Do Portugal do Poder Ser à Via Lusófona
Posta em relevo e interiorizada a espiritualidade como característica da portugalidade - entendida esta como “uma forma de identidade da qual a língua portuguesa constitui um pilar essencial” - representando o melhor de Portugal e dos portugueses em sentido universalista; equacionado um caminho em busca do Portugal que Pode Ser – a partir do mito do V Império, rumo a um futuro melhor, conjugando o sonho com a realidade; tendo em conta a actual circunstância ameaçadora da redução a Estado exíguo – quando tudo é incerto e derradeiro; impõe-se assumir sem mais hesitações que É a Hora!, sendo premente a passagem à acção - orientada esta pela linha estratégica de um projecto mobilizador da Nação.
A Cidade, enquanto colectivo organizado dos cidadãos, encontra-se abalada pela perda material do Império Ultramarino; pela transferência de soberania para o poder centrípeto da União Europeia; pela fortíssima instabilidade multidimensional própria de uma revolução civilizacional cada vez mais evidente; e pela incerteza, perda de confiança, criminalidade, violência e insegurança física e psicológica que se vêm desenvolvendo a nível internacional e no âmbito interno em consequência das sucessivas e simultâneas crises financeiras, económicas, políticas e sociais. Os órgãos institucionais do Estado mostram-se incapazes de vencer a conjuntura perigosa em crescendo; a sociedade civil, tomada de assalto por sucessivas ondas depressivas, encontra-se largamente desmotivada, descrente e com tendência para alhear-se.
Revela-se inadiável congregar as forças que o Estado ainda tem para “marchar contra os canhões” da situação adversa. Para tal conseguir, há que gritar bem alto “às armas! às armas!”, causando ruído suficientemente estrondoso para acordar o Povo e, conseguidas a atenção deste e a adesão de algumas elites, mobilizar a Nação para se empenhar na luta orientada por um projecto estratégico que reactive a esperança e dê vida aos sonhos.
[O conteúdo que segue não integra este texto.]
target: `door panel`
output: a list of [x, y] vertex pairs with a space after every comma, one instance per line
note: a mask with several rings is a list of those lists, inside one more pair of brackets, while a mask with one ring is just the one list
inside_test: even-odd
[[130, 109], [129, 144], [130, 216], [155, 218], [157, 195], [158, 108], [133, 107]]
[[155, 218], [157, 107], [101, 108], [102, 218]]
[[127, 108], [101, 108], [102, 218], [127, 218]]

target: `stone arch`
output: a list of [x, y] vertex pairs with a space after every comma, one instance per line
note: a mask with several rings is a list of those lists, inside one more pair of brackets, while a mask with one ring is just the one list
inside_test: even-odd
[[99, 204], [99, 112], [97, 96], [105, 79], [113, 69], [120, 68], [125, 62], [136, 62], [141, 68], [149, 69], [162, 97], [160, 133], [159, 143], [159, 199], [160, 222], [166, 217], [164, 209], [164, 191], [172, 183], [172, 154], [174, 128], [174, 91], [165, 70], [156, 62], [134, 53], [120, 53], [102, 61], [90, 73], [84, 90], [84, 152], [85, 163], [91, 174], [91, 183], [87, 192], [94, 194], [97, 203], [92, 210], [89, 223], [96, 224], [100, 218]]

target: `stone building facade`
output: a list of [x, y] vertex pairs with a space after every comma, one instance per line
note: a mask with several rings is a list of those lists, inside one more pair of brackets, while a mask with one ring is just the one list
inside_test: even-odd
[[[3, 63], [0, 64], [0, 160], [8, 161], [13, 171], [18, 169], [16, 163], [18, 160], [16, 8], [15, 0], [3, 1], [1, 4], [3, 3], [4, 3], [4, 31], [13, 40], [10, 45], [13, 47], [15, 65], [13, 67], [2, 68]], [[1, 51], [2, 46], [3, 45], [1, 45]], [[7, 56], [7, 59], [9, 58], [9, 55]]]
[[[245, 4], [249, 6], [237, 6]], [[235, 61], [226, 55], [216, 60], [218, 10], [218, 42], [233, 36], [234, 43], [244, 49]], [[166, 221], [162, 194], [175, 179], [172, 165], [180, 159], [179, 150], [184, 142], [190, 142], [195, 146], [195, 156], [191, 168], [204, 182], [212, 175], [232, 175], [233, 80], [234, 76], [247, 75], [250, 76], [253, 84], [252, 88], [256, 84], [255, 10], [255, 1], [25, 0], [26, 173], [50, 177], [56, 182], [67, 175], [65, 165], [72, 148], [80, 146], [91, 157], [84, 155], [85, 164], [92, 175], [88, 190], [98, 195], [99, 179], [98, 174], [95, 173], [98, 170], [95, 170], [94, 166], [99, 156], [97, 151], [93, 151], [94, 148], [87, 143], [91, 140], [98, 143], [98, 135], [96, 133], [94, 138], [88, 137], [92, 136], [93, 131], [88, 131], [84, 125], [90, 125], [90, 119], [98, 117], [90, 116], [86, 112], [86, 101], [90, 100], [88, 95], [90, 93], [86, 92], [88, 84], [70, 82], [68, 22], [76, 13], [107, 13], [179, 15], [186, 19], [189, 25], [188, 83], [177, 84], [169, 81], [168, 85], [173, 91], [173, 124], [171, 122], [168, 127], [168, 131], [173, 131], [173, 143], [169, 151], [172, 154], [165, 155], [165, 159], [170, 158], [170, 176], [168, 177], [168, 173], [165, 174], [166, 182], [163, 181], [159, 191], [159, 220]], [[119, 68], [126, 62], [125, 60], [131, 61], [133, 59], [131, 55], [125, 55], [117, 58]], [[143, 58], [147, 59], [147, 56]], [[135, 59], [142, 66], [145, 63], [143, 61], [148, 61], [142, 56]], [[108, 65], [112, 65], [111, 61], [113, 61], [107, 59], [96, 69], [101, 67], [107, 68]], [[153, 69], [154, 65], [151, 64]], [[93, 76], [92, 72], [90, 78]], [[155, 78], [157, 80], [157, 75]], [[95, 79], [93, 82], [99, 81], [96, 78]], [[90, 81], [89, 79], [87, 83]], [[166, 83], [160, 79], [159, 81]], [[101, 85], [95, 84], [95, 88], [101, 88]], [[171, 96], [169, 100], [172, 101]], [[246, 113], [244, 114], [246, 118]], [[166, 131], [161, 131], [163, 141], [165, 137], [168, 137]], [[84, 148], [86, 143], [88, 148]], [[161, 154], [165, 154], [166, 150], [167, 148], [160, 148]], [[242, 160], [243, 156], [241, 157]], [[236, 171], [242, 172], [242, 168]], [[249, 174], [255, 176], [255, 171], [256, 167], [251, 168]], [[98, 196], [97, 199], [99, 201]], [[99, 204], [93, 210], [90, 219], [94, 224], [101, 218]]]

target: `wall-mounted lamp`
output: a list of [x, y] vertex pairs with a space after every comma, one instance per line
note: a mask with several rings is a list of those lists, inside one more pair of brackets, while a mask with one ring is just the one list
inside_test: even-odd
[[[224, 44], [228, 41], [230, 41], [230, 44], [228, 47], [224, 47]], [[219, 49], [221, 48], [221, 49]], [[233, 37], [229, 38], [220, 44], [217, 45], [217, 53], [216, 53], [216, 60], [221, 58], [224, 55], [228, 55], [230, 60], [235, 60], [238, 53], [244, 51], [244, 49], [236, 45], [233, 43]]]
Cerca de setenta anos de domínio absolutista não conseguiram apagar as nações submetidas ao poder soviético, que ressurgiram pujantes e continuam a afirmar-se; de modo semelhante, recuperaram a individualidade política as nações englobadas no Estado jugoslavo. A Nação portuguesa, com a sua identidade nacional afirmada ao longo de quase nove séculos e com a individualidade política bem marcada pelas fronteiras terrestres consideradas das mais antigas da Europa, possui fortes raízes anímicas. Rodeada de Espanha por quase todos os lados, o seu espaço de liberdade está no mar em frente: “O que faz Portugal é o mar!”; regressada das aventuras marítimas ao confinamento territorial da Europa, deixou espalhados pelo globo terrestre quinhentos anos marcados pela criação da Era Gâmica, tendo dado origem a “O Mundo que o português criou”, praticando extensivamente o contacto de culturas e a integração das mesmas. As caravelas regressaram, ao estreito território europeu, trazendo saudades e traços culturais oriundos das mais diversas paragens; tendo deixado na esteira das longas e duradouras rotas navegadas afinidades, usos e costumes e muito principalmente a língua portuguesa. É assim que hoje, confinada à varanda do espaço europeu, a Nação descobre que “Da minha língua vejo o Mar” e pode conjecturar “O Poder Ser” desenvolvendo a “Portugalidade” como um avatar cultural.
Daqui ressalta o interesse vital do Mar: Portugal não é um país pequeno, pois dispõe das maiores ZEE e plataforma continental da Europa. Por esta mesma razão, Portugal não é um país sem reservas naturais. As potencialidades económicas do Mar português são do maior interesse para Portugal e cobiçadas pelos parceiros europeus. Também se vislumbra a grande dimensão do interesse futuro da Língua Portuguesa, como veículo potenciador para o desenvolvimento da CPLP. Ambos os interesses são de considerar fundamentais para projectar uma Via Lusófona no sentido de construir uma União como alternativa possível à União Europeia.